Attorneys practice in a variety of profiles including sole practitioners, small firms, and large firms, and mega-firms with multiple and even international locations.
When you have identified your problem or project it is most helpful if you, a friend, or relative has experienced the same or similar legal need and has employed an attorney whose work was very good. Otherwise, you can consult various online directories for references.
Once you have narrowed your choices you should check with your state bar association to see if any disciplinary actions have been filed against the selected lawyer. Then, schedule an interview. Most often the introductory interviews are free but check.
Best advice: after you explain your issue or problem, ask questions, ask questions, and ask more questions. Don’t be shy. Lawyers expect it and appreciate it. The more questions you ask the more the lawyer will realize that you will hold them to high standards. These are the 4 most important questions to ask:
1- How long have you been practicing and what areas of specialty do you have?

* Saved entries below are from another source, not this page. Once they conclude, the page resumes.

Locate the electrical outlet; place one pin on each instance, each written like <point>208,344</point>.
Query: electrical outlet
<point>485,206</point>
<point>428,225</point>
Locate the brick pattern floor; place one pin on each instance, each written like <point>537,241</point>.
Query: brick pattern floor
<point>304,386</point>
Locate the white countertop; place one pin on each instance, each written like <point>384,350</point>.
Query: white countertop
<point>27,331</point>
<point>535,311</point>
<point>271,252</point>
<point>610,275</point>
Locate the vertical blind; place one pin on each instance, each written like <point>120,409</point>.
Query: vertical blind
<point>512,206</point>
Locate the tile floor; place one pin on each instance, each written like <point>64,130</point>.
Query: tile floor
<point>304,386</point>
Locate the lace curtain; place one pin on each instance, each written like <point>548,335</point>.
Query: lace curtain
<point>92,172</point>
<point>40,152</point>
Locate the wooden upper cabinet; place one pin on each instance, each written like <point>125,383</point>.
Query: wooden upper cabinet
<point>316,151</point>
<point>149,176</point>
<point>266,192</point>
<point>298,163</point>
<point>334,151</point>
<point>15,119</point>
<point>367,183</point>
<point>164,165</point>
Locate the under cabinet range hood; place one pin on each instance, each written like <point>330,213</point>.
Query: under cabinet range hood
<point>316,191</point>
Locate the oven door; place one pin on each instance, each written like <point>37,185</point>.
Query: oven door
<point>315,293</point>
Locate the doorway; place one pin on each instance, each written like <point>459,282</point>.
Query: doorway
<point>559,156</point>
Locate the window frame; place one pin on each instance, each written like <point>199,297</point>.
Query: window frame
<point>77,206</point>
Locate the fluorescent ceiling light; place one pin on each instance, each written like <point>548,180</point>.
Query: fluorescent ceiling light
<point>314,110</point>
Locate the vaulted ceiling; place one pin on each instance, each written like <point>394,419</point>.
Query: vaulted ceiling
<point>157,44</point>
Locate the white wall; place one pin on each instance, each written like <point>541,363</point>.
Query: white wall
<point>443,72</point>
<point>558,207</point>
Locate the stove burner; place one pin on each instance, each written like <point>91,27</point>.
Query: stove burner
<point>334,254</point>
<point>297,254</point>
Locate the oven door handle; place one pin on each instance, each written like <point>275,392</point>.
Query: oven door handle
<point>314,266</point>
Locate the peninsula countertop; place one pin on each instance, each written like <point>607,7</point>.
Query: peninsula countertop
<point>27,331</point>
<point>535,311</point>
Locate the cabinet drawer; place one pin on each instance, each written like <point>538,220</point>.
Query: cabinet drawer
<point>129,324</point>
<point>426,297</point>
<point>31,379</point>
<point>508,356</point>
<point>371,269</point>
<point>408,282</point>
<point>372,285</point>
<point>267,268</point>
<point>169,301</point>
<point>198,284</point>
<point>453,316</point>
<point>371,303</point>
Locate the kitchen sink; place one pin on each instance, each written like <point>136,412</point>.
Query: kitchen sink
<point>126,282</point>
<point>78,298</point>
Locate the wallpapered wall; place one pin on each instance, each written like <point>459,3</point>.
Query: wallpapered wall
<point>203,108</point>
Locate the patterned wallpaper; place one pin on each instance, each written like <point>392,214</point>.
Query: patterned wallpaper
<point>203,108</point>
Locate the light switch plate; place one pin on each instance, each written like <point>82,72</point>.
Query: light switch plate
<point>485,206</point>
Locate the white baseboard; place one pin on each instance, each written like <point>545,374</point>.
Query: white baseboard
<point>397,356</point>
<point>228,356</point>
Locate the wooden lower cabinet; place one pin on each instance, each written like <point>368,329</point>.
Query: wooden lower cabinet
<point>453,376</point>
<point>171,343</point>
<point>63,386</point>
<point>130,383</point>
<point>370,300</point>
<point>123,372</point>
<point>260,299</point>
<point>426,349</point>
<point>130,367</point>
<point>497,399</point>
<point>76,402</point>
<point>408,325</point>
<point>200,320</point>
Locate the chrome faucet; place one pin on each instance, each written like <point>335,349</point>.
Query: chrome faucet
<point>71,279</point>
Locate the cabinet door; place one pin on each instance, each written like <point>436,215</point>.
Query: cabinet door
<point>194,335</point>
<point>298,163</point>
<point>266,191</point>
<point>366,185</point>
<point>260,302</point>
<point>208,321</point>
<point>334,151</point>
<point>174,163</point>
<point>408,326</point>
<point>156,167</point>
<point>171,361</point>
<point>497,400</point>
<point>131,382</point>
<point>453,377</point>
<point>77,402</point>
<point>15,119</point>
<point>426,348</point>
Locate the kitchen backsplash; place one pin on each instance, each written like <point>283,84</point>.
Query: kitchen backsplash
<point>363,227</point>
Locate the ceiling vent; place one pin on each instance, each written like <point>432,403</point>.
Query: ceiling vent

Like everything else, knowledge is best gained by experience. Group law practice is typically organized in hierarchies of experience with younger lawyers doing most of the groundwork while being mentored and guided by older lawyers.
2- How will you handle my case and who will do the work?
Will you do the work? Will younger associates do most of the work? How much supervision will you exercise? How much paralegal services will be involved?
3- What is your preliminary assessment of the strength of my case or the likelihood of outcome?
Expect some hedging which is understandable depending on the novelty of your issues. Part of the legal services might involve legal research. But the lawyer can at least explain the variables.
4- What about fees?
Will there be an engagement letter and can I see your form? What are the hourly billing rates for senior lawyers (partners), junior lawyers (associates), and paralegals? Do you provide services on a contingent fee basis?
It doesn’t hurt to consult more than one lawyer before hiring them, particularly if your case involves litigation. This has less to do with their competence or experience. It has more to do with their preliminary prognosis. You want an honest (second) opinion of your likelihood of success. You don’t want to waste your money on a matter that has little chance of success. A lawyer who is hungry for clients might tend to be overly optimistic.